Dopo 115 giorni Claudio torna a casa
Spirano lo accoglie: ti vogliamo bene
L’inconveniente durante il trasporto a casa con il pulmino dell’Asas di cui è vicepresidente: una foratura nel tragitto. «Durante la malattia non ho provato dolore, ma ho sognato parecchio».
Nemmeno un fastidioso intoppo, come la foratura di una gomma durante il rientro a casa, è riuscito a levare il buonumore a Claudio Deotto: dopo 115 giorni di ricovero per via del Covid-19, giovedì 9 luglio è tornato a Spirano, nella sua abitazione di via Bloch, riabbracciando familiari e amici, che l’hanno accolto a suon di «Bentornato» e «Ti vogliamo bene», scritti sugli striscioni appesi alla recinzione.
Sessantanove anni compiuti il 23 aprile in ospedale, Claudio, in pensione e friulano di origine, ma a Spirano da 11 anni, è vicepresidente dell’Associazione Spiranese Autisti per il Sociale (Asas) ed è rincasato proprio su uno di quei mezzi che era solito condurre fino a quattro mesi fa per trasportare anziani, malati o disabili: «Da “trasportatore” a “trasportato”, grazie all’amico e presidente dell’Associazione, Silvano Callioni, disintegrando pure uno pneumatico lungo il tragitto: a casa pensavano stessimo scherzando», dice ridendo.
L’inizio dell’odissea
Il virus gli ha lasciato strascichi neurologici che a oggi lo obbligano a camminare con il supporto di tutori, ma il sorriso non gli manca.

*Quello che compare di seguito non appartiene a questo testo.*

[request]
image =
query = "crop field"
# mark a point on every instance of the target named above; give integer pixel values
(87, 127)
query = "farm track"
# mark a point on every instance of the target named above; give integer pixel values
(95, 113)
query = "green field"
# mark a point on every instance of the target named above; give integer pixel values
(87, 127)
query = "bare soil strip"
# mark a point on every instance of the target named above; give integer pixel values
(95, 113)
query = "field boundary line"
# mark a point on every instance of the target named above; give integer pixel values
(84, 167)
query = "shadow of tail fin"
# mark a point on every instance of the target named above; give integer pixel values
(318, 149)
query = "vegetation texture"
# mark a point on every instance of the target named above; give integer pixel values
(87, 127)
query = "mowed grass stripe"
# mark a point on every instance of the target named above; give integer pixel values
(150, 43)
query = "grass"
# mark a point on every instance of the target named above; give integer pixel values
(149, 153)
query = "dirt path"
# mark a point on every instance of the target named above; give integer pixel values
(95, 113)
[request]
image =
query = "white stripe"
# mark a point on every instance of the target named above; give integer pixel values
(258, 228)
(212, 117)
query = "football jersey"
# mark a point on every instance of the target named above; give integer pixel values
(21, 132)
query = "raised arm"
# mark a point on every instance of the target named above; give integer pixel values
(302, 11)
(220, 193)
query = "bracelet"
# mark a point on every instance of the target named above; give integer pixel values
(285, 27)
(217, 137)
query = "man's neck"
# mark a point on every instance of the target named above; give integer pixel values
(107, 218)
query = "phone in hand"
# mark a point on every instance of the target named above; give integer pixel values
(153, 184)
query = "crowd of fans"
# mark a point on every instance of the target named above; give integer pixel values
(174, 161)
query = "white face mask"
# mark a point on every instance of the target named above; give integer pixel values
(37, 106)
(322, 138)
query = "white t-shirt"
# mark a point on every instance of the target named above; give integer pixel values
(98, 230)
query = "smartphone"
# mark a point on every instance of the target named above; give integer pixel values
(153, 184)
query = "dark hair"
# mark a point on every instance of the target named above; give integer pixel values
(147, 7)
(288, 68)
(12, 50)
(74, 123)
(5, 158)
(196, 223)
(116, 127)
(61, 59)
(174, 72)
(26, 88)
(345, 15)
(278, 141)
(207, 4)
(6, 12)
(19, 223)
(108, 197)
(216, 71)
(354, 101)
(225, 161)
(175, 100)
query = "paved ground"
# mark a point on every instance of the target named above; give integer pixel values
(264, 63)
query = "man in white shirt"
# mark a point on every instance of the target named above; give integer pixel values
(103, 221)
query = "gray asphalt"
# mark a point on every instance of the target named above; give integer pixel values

La sua personale odissea è iniziata il 16 marzo, quando è stato ricoverato all’ospedale Niguarda di Milano dopo aver cominciato ad accusare alcuni sintomi influenzali che non regredivano.
Claudio è stato intubato e tracheotomizzato, rimanendo in terapia intensiva per un mese; poi un altro mese al Niguarda, per essere quindi trasferito in una clinica riabilitativa a Carate Brianza, da cui è uscito ieri.
L’uomo, sposato e padre di due figli, ha incontrato di nuovo i familiari una ventina di giorni fa, prima poteva fare soltanto chiamate o videochiamate. «Ricordo il mio ultimo servizio con il furgone, prima della febbriciattola e della febbre alta, poi è tutto un po’ annebbiato, fino a quando mi sono risvegliato in ospedale: non sapevo di preciso dove fossi e da quanto fossi lì. Non avevo provato alcun dolore, ma avevo sognato parecchio. Inizialmente faticavo a parlare e subito mi sono accorto di un disturbo alla mano sinistra, lo stesso avvertito ai piedi: pare sia un’interruzione delle terminazioni nervose, un “ricordino” del Covid; i medici non mi hanno garantito un ripristino delle funzioni, ma dovrò recarmi in centri specializzati per proseguire la riabilitazione iniziata a Carate, dove ogni giorno era fatto di massaggi, camminate ed elettrostimolazioni».
Claudio è tornato a casa dopo tre tamponi negativi e anche la moglie e la figlia, dopo la quarantena di 15 giorni, sono risultate negative ai tamponi. «Ancora oggi mi chiedo come e perché abbia contratto il virus – spiega l’uomo –: a parte essere iperteso ed essere stato ricoverato 4 anni fa per una broncopolmonite, non avrei altro da segnalare. Oggi, l’importante è poter raccontare quello che mi è successo, perché significa che sono vivo. Ai medici rivolgo il mio “grazie”: ogni giorno chiamavano la mia famiglia, piccoli gesti che rimarranno indelebili nel cuore».